# Clementi's Gradus ad Parnassum



## beetzart (Dec 30, 2009)

This monumental work of 100 etudes is quite something. There is something in there for everyone, and all emotions. I will stick my neck out here but I put it on par with Beethoven's Diabelli variations mainly because it is ahead of it's time. I think it is better then anything Czerny produced because it is more inventive. Hard to say about Chopin though,close one I think. 

What do you think?


----------



## Alydon (May 16, 2012)

beetzart said:


> This monumental work of 100 etudes is quite something. There is something in there for everyone, and all emotions. I will stick my neck out here but I put it on par with Beethoven's Diabelli variations mainly because it is ahead of it's time. I think it is better then anything Czerny produced because it is more inventive. Hard to say about Chopin though,close one I think.
> 
> What do you think?


I have heard of this work ever since being a devotee of Clementi - a much underrated composer in my opinion, whose piano sonatas should be part of many more concert programmes.
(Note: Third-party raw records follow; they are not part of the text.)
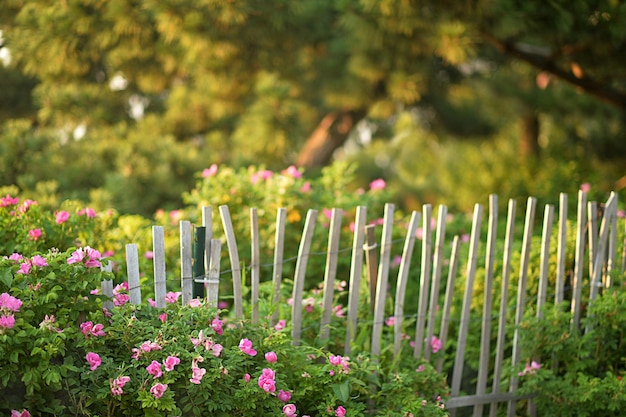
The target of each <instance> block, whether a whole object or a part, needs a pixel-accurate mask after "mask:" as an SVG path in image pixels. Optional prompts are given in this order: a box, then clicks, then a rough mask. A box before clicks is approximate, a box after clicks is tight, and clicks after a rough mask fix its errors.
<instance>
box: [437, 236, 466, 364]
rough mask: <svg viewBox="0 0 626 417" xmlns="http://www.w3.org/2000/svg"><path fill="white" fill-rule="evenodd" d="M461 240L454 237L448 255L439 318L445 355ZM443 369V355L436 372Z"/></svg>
mask: <svg viewBox="0 0 626 417" xmlns="http://www.w3.org/2000/svg"><path fill="white" fill-rule="evenodd" d="M460 244H461V240H460V239H459V236H458V235H456V236H454V239H453V240H452V252H451V253H450V268H449V269H448V283H447V284H446V298H445V300H444V303H443V314H442V316H441V329H440V330H439V338H440V340H441V349H443V351H444V352H442V353H445V349H446V342H447V341H448V328H449V326H450V311H451V310H452V304H453V302H454V284H455V282H456V273H457V267H458V264H459V246H460ZM442 368H443V355H442V357H440V358H439V360H438V361H437V372H441V370H442Z"/></svg>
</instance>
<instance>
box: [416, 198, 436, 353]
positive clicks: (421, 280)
mask: <svg viewBox="0 0 626 417" xmlns="http://www.w3.org/2000/svg"><path fill="white" fill-rule="evenodd" d="M431 216H432V206H431V205H430V204H424V206H423V207H422V267H421V271H420V272H421V273H420V292H419V301H418V303H419V304H418V306H417V320H416V323H415V348H414V349H413V356H414V357H415V358H418V359H419V358H421V357H422V355H423V348H424V346H425V345H426V340H425V338H424V327H425V325H426V308H427V307H428V295H429V289H430V268H431V263H432V247H433V244H432V238H431V235H432V233H431V229H432V228H431V225H430V222H431Z"/></svg>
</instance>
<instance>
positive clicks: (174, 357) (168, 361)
mask: <svg viewBox="0 0 626 417" xmlns="http://www.w3.org/2000/svg"><path fill="white" fill-rule="evenodd" d="M179 363H180V359H179V358H177V357H176V356H168V357H167V359H165V360H164V361H163V365H164V366H165V370H166V371H168V372H170V371H173V370H174V367H175V366H176V365H178V364H179Z"/></svg>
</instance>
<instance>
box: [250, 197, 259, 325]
mask: <svg viewBox="0 0 626 417" xmlns="http://www.w3.org/2000/svg"><path fill="white" fill-rule="evenodd" d="M250 242H251V250H252V253H251V260H250V286H251V298H252V299H251V300H250V302H251V304H252V315H251V321H252V323H258V322H259V284H260V272H261V271H260V263H261V259H260V257H261V256H260V249H259V216H258V214H257V209H256V207H250Z"/></svg>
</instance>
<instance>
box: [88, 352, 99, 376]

After listening to Gradus ad Parnassum the other day I was very impressed by many parts of it but couldn't honestly say it was on a similar level as Beethoven's Diabelli variations. I think the Clementi just doesn't have the consistency or depth of Beethoven's work but does have great merit, but will be a long time before we heard it as a regular feature in the concert hall or on CD.


----------



## Ukko (Jun 4, 2010)

My understanding, such as it is, is that these are the real deal 'study' etudes, not concert etudes. If so, they should be compared with stuff like Bartok's Mikrokosmos, or volumes of etudes by Czerny. Eh?


----------